Every local install of MS SQL Server on windows involves opening a firewall port tcp/ip 1433 for applications to communicate with the database engine. Linux is no different in this case. The seventh and last step is to call the firewall-cmd with the correct parameters. The first call adds the new rule to the configuration file and the second call reloads the rules. If we skip this step, we will not be able to communicate remotely with the database server.

At the end of this section, we now have a Red Hat Linux operating system with a Microsoft SQL Server database engine. However, we do not have remote client connectivity or local tools installed. In the next section, we will complete the build by installing these required components.

Download & Install Server Tools

Listed below are the Linux commands needed to download and install the Microsoft SQL Server tools for Linux. The tools package is composed of the ODBC client drivers and two command line utilities (bcp & sqlcmd). Again, each step has been given a descriptive comment. Following the code are screen shots showing the results of each command. If you still get lost, please refer to the online Azure documentation.

#
#  Download & Install Server Tools
#

# Step 1 - Enter superuser mode
sudo su

# Step 2 - Download package 
curl https://packages.microsoft.com/config/rhel/7/prod.repo 
    > /etc/yum.repos.d/msprod.repo

# Step 3 - Exit superuser mode
Exit

# Step 4 - Update existing packages
sudo yum update 

# Step 5 - Install two packages 
sudo yum install mssql-tools unixODBC-utf16-devel

The first three steps are used to download and save the database tools package.

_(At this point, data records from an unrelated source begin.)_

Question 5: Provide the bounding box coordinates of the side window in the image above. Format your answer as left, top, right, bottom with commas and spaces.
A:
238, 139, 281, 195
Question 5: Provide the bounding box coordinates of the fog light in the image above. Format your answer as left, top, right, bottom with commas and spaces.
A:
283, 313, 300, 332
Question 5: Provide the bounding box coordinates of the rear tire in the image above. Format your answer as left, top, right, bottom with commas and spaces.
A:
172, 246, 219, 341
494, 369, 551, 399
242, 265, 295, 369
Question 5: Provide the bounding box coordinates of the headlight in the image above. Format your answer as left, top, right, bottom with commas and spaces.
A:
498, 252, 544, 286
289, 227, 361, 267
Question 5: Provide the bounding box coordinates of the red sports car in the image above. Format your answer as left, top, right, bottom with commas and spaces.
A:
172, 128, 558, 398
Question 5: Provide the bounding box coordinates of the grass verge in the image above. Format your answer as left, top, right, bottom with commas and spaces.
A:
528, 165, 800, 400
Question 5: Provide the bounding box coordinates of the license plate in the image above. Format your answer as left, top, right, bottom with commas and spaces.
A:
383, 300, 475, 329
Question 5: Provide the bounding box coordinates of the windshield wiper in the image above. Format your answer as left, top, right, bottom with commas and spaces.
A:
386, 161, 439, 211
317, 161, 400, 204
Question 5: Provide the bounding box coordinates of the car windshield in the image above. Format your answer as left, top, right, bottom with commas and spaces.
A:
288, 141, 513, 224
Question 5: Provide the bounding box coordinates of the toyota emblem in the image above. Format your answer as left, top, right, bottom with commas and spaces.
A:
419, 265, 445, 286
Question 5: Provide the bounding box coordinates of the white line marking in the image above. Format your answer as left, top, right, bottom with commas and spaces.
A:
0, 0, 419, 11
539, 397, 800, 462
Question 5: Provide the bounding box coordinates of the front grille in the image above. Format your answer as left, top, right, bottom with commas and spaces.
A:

The sudo su command tells the operating system to open a nested command shell that has the privileges of the superuser or root account. The curl command pulls the package from a web server and saves it in a directory that the installer knows about. The exit command terminates the nested command shell. Your terminal session should look like the image below if you execute the commands correctly.

The fourth and fifth steps use the yum command to update and install the database tools. During my experimentation, I noticed the update command may produce errors since it reviews all packages that have been downloaded. A better command line call is to specify the two packages that we need. You will be prompted to okay the install and accept the license agreement. Make sure you type the required key strokes in the right case since Linux is a case sensitive operating system!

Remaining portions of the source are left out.